Shara nods. “And did the woman have anything to do with it?”
“Who?”
“The …” She thinks. “… the shally.”
“Oh. Oh, her.” He starts laughing again. “Do you know, we had no idea she’d be there at all?”
“I see,” says Shara quietly. “What do you need the metal for?”
“We can’t fly through the air on boats of wood,” says the boy. “That’s what they said. They’d all fall apart. Wood’s too weak.” His eyes trace the passage of something invisible through the air. “Oh, my goodness … How beautiful.”
Shara wonders if she perhaps overdosed him. “Did you and your friends kill Dr. Pangyui?”
“Who?”
“The shally professor.”
“Shallies don’t have professors. They haven’t the minds for it.”

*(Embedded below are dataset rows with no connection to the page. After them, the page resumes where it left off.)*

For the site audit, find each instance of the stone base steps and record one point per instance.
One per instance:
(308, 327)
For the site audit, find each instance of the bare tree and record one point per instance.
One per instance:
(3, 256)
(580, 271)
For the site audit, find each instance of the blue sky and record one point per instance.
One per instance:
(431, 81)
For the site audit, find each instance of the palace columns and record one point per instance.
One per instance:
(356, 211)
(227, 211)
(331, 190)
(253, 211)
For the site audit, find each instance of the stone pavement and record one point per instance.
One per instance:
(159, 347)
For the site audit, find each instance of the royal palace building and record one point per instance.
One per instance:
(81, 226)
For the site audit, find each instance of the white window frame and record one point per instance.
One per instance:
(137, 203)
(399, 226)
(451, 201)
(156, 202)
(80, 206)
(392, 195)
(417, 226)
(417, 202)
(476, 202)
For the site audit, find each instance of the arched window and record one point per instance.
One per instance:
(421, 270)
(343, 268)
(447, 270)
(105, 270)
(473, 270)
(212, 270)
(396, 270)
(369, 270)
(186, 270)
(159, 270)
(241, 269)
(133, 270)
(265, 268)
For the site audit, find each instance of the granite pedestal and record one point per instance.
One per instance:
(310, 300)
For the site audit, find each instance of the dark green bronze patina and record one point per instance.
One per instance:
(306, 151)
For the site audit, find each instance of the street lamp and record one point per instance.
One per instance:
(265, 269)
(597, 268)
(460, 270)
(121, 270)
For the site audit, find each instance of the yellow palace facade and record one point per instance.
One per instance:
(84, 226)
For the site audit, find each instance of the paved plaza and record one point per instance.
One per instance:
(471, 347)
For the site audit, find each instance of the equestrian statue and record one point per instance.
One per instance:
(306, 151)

“The little foreign professor who was … committing blasphemy.”
“All foreigners are blasphemous. Being alive is blasphemous, for them. There is only us. We are the children of the gods. All others are people of ash and clay. For them to live and not pay us fealty is the greatest of blasphemies.” He frowns and leans forward like his stomach hurts. “Oh. Oh, dear.”